Dediğinde çoktan kapamıştım bile. Yola çıkmadan önce bir kez daha suyumu içtim.

Beni bu kadar su “ Gezegen Yöneticisi” Adındaki krallıktan izin almadan önce vereceğimiz molaya kadar idare ederdi.

Yola çıktıktan sonra her zamanki ortam tekrar oluştu Enerji bizim için şu zaman daha önemi olmuştu.

Yol boyunca güneş yavaş yavaş batmaya başladığı için hava o kadarda sıcak değildi.

Bir müddet sonra Eflien krallığını kuracağımız alana geldik. Gerçekten çok güzel görünüyordu.

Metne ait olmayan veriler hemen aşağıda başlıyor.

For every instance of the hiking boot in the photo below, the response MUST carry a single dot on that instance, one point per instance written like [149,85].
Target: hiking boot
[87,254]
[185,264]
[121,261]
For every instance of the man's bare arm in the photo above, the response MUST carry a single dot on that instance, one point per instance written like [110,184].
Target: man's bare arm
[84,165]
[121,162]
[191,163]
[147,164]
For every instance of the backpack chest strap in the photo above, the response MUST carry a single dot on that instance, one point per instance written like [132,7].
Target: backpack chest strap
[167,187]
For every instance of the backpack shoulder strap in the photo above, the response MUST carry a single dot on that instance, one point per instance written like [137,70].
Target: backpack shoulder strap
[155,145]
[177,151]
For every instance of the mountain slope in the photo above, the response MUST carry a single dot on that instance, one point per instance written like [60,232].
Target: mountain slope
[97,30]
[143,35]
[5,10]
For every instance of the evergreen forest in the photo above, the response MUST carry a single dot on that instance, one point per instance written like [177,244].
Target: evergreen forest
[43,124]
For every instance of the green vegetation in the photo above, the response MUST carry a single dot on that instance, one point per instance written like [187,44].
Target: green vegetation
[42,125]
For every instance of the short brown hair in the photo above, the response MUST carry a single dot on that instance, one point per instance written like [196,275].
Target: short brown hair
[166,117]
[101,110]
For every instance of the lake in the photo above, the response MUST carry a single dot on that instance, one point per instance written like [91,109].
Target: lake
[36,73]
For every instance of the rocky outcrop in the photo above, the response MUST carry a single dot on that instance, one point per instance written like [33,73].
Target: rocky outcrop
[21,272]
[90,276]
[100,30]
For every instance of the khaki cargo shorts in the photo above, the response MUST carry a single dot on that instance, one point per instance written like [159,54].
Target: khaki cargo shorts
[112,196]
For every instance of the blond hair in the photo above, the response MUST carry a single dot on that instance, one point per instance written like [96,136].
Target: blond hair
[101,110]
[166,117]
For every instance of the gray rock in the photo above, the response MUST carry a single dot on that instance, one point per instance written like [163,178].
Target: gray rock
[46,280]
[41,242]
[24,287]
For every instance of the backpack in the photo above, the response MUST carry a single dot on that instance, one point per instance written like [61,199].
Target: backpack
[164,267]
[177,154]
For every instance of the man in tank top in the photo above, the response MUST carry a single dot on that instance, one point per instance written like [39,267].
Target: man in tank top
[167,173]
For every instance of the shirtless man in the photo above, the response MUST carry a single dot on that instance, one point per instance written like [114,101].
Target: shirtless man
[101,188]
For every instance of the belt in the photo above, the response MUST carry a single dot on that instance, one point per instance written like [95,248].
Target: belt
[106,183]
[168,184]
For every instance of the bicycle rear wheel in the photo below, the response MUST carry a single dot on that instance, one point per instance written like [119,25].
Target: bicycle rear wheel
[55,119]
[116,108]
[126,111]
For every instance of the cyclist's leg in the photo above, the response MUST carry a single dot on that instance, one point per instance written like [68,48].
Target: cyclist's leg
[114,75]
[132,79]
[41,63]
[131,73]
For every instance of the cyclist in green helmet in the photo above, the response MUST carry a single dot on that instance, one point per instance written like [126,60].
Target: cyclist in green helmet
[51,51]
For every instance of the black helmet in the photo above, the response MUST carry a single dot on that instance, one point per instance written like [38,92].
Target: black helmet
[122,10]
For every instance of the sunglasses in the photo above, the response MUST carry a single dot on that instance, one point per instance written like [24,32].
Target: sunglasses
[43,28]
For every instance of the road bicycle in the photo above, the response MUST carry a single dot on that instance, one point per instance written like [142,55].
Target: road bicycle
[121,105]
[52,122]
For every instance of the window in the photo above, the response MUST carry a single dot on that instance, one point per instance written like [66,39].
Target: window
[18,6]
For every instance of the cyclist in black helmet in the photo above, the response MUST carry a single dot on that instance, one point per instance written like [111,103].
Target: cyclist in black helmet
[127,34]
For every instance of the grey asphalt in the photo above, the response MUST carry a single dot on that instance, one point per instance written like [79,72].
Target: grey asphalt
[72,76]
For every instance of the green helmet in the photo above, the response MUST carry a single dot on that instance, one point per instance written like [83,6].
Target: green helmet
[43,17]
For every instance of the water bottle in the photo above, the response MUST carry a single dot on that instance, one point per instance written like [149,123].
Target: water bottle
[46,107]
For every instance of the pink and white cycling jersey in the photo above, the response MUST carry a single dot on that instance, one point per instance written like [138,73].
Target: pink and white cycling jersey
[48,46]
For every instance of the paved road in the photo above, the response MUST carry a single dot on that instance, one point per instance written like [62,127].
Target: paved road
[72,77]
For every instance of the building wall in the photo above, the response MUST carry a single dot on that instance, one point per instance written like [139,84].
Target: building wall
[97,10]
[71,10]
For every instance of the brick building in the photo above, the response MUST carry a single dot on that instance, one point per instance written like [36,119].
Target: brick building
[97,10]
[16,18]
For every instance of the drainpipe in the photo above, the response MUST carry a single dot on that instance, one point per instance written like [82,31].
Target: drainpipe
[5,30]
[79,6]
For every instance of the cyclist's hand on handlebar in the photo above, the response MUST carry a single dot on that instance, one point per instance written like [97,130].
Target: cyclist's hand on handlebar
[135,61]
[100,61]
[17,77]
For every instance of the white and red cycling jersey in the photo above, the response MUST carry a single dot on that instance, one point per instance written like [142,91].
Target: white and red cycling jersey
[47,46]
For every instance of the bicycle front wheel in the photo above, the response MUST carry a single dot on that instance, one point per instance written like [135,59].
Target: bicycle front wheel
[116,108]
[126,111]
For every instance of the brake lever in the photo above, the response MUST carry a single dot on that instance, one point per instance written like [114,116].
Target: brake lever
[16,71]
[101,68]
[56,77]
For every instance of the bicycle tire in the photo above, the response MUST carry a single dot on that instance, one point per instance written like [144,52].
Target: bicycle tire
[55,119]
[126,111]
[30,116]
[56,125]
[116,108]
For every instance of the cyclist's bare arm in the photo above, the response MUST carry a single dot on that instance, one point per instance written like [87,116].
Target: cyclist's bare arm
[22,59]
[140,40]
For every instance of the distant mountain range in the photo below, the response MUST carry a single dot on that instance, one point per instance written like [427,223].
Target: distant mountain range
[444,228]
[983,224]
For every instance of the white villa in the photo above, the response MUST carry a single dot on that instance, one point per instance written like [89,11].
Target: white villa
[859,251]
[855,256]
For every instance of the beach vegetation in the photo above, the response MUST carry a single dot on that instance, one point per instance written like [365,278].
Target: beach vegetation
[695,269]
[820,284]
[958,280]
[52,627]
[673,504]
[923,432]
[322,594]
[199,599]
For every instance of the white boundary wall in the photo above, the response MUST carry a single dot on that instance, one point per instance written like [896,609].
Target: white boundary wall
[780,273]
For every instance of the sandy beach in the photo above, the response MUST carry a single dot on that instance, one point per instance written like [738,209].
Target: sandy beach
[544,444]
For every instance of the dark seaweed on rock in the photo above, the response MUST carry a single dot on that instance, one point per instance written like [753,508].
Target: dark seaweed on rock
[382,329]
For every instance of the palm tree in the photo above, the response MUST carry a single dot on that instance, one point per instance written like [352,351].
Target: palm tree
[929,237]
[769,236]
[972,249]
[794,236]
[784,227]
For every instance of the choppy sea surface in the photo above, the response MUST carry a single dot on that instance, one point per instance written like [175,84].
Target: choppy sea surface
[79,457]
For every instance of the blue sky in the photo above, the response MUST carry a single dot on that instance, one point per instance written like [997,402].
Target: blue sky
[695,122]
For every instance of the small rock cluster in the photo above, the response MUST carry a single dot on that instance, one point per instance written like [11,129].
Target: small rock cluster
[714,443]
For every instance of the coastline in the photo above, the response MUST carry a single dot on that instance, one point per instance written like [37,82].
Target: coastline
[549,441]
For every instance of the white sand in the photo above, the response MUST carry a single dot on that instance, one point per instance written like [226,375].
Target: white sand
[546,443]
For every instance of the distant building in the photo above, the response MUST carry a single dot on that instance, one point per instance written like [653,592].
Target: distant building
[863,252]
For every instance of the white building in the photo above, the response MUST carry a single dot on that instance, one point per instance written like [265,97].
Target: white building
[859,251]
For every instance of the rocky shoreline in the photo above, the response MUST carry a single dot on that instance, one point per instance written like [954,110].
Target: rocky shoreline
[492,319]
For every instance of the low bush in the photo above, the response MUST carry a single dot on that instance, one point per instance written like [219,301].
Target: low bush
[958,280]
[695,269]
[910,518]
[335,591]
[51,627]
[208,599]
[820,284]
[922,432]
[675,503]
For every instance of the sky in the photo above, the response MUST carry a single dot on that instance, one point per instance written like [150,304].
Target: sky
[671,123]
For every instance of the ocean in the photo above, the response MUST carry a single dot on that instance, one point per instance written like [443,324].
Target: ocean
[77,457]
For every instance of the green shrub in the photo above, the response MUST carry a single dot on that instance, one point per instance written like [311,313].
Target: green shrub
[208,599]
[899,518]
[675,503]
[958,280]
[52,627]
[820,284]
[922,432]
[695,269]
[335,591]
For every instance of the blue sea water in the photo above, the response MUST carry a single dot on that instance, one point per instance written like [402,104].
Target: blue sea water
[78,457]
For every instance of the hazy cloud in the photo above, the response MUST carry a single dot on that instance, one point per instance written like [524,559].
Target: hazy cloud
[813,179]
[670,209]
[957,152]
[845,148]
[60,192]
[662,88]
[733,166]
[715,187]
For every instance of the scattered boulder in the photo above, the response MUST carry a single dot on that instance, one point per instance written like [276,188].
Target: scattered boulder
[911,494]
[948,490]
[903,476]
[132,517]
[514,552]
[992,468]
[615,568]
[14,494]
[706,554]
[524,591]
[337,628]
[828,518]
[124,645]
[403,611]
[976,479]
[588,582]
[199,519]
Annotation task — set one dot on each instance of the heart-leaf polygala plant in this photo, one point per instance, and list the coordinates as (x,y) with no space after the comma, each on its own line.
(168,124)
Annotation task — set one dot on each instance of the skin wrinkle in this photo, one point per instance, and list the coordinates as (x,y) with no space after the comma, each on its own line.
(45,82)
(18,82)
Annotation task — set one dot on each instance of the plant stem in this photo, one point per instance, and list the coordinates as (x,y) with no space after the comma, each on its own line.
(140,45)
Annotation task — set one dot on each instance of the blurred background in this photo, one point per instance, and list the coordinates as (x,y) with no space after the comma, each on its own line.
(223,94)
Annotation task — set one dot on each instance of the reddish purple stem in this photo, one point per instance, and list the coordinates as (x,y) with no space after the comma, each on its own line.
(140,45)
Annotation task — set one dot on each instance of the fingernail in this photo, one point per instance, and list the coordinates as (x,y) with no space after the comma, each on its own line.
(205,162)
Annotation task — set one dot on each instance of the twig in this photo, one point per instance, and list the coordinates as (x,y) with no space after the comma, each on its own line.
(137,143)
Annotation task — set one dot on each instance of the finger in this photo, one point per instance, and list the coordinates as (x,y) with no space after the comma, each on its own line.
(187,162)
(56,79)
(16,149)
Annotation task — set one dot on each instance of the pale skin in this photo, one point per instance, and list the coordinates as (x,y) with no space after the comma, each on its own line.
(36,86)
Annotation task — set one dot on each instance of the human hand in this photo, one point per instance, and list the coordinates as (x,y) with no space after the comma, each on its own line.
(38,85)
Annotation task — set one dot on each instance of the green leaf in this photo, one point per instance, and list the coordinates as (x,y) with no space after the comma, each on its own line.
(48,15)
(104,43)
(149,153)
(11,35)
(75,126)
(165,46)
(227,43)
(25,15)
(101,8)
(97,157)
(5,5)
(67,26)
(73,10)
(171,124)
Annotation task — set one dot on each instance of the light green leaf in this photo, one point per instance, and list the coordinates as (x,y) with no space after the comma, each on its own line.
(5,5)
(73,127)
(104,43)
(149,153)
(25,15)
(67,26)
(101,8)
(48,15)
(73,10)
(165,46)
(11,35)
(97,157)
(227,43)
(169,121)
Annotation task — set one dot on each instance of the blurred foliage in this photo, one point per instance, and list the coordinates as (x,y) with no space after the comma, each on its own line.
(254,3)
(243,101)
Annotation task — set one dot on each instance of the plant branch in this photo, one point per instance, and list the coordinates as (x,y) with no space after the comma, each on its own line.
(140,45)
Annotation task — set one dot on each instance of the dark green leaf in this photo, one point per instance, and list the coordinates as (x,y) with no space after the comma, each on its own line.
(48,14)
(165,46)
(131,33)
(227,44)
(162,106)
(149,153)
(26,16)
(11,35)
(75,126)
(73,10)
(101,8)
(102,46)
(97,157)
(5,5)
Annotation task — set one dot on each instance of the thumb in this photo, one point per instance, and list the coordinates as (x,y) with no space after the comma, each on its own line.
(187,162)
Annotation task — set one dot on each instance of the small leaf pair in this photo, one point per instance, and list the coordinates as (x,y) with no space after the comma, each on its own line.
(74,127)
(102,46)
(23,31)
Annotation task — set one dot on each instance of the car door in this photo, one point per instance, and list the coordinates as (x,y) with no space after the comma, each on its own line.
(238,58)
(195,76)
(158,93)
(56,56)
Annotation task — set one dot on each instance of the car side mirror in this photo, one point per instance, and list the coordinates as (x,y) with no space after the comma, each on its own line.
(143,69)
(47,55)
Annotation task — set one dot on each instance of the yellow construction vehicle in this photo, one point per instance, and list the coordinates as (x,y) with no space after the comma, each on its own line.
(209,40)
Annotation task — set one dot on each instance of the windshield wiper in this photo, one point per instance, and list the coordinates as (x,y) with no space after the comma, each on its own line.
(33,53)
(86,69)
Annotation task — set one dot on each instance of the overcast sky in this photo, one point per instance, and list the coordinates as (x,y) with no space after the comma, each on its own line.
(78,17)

“ Gerçekten mükemmel burası”

“ Ne diyeceğimi bilemiyorum”

Krallığımın övgüleri şimdiden toplamıştı.

Denize bakan uçurum kısmı günün her saatinde mükemmel görünüyordu. Büyük bir araziye sahipti.

Her yere bakıp yine övgüler yağdırdıktan sonra “ Gezgen Yöneticisi” adındaki krallığa doğru son kez yola çıktık.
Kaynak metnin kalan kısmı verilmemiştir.